Он тоже изменился. Теперь в нем ничего не было от человека, загнанного жизнью в угол. Он был красив красотой человека блуждавшего, и нашедшего и прошедшего все испытания. Он был красив красотой, пробуждающей мысль и возбуждающей сердце обывателя, истосковавшегося по рельефной жизни. Он был похож на Иисуса, по свидетельствам очевидцев внешне неприглядного, но, тем не менее, наполненного всем тем, к чему стремиться человеческая душа.
Обернувшись, я посмотрел на Любу, на младшего лейтенанта Витю. Красота Христа, объявшего собой людей, и взявшего от них и красоту, и неприглядность, и ум, и простодушие, и знание, и незнание, и расположившего их в прекрасном человечностью ансамбле, обитала и на их лицах.
– Вы опасны, чрезвычайно опасны... – проговорил Николай Сергеевич, блуждая взглядом по нашим лицам. – Выведи вас отсюда, нас всех посадят на колья. Придется вас здесь перестрелять.
– Вас?! – всколыхнулся я?
– Ну да... Ты же сказал, что вы есть одно и тоже?
– Не беспокойся за меня, милый... Ведь мы не умрем? – Софья Павловна ничуть не испугалась.
– Мы не можем умереть... Но ты... Я не хочу, чтобы ты мучалась...
– Я буду мучаться, если останусь без вас.
– Но...
– Что но?
– Ну, мужчина на кресте – это одно, а женщина – совсем другое.
Софья Павловна повернула встревожившееся лицо к Николаю Сергеевичу.
– Соня, не напрягайся, – кривясь, махнул рукой тот. – На крест пойдут только эти двое.
– Почему?!
– Да потому что всех вас не распнешь... Если он за секунду тебя окучил, представляю, сколько их по свету теперь ходит.
– Сорок сороков, – соврал Павел глухо.
– Вот видишь, – задержал взгляд Николай Сергеевич на прекрасном лице Софьи Павловны. – И потому я тебя при себе оставлю и постараюсь изучить в корыстных целях.
– Ты же сам только что говорил, что не сможешь нас использовать, – зевнул Павел.
– Да, денег с вами не сделаешь, – тяжело посмотрел Николай Сергеевич. – Но использовать можно – всегда использовали. И до распятия Христова, и после. Всегда использовали, и всегда кончали в вас ради удовольствия, и я кончу.
Павел, махнул рукой и сказал, указав на меня подбородком:
– Ты у него спроси, как кончишь. Он будущее насквозь до скончания веков видит.
– Ну и чем я кончу? – усмехнулся Николай Сергеевич, обернувшись ко мне.
– Не чем, а на чем. На осине вы кончите, уважаемый, на осине самолично удавитесь.
Николай Сергеевич механически тронул горло.
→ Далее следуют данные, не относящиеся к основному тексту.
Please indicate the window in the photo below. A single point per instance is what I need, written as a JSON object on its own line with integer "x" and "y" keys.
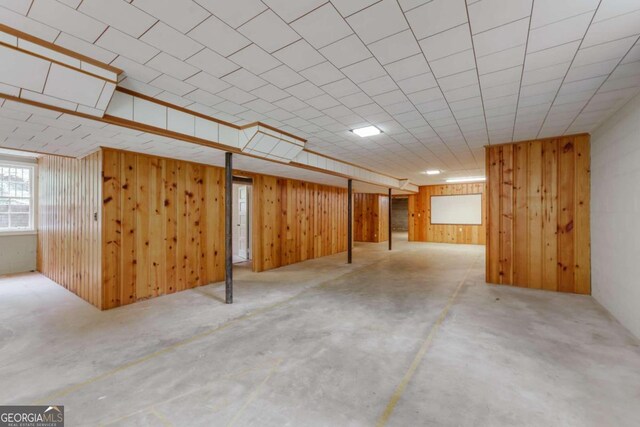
{"x": 16, "y": 197}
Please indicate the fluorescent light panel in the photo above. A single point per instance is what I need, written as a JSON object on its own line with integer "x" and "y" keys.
{"x": 366, "y": 131}
{"x": 467, "y": 179}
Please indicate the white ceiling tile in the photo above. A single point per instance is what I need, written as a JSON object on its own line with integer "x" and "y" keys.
{"x": 207, "y": 82}
{"x": 551, "y": 56}
{"x": 270, "y": 93}
{"x": 203, "y": 97}
{"x": 508, "y": 58}
{"x": 355, "y": 100}
{"x": 305, "y": 90}
{"x": 23, "y": 71}
{"x": 135, "y": 70}
{"x": 291, "y": 104}
{"x": 437, "y": 16}
{"x": 181, "y": 101}
{"x": 323, "y": 102}
{"x": 137, "y": 86}
{"x": 349, "y": 7}
{"x": 501, "y": 38}
{"x": 408, "y": 67}
{"x": 547, "y": 73}
{"x": 85, "y": 48}
{"x": 244, "y": 80}
{"x": 290, "y": 11}
{"x": 417, "y": 83}
{"x": 378, "y": 21}
{"x": 453, "y": 64}
{"x": 66, "y": 19}
{"x": 379, "y": 85}
{"x": 268, "y": 31}
{"x": 236, "y": 12}
{"x": 299, "y": 55}
{"x": 322, "y": 74}
{"x": 389, "y": 98}
{"x": 182, "y": 15}
{"x": 447, "y": 43}
{"x": 364, "y": 70}
{"x": 119, "y": 14}
{"x": 165, "y": 38}
{"x": 218, "y": 36}
{"x": 322, "y": 27}
{"x": 488, "y": 14}
{"x": 501, "y": 77}
{"x": 123, "y": 44}
{"x": 459, "y": 80}
{"x": 172, "y": 85}
{"x": 254, "y": 59}
{"x": 613, "y": 29}
{"x": 346, "y": 51}
{"x": 559, "y": 33}
{"x": 603, "y": 52}
{"x": 591, "y": 70}
{"x": 236, "y": 95}
{"x": 611, "y": 8}
{"x": 340, "y": 88}
{"x": 282, "y": 76}
{"x": 396, "y": 47}
{"x": 260, "y": 105}
{"x": 212, "y": 62}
Судя по выражению его лица, предсказанный исход событий не казался ему невероятным.
– Ну, это не скоро случится. Да и после того, как я наслажусь вашими муками, мой личный финиш, скорее всего не покажется мне чересчур трагическим.
Постояв с минуту, рассматривая меня, он сделал знак Софья Павловне, и они ушли.
Софья Павловна не попрощалась, это было не ненужно – мы не могли расстаться ни на минуту.
40
Крест из только что ошкуренной сосны – пахучий! – стоял на утреннем берегу, но не Оки – видимо, на ней не нашлось безлюдного места, – а небыстрой темной речушки с любимыми моими белыми кувшинками. По обе стороны ее простирались ухоженные лужайки с лунками для гольфа; их обрамлял высокий кирпичный забор, стилизованный под крепостные стены. Бело-голубого с золотом особняка Николая Сергеевича – мимо него нас проносили, видимо, специально, для демонстрации земного великолепия – не было видно – он скрывался в высоком корабельно-сосновом лесу, занимавшем северо-восточную часть поместья.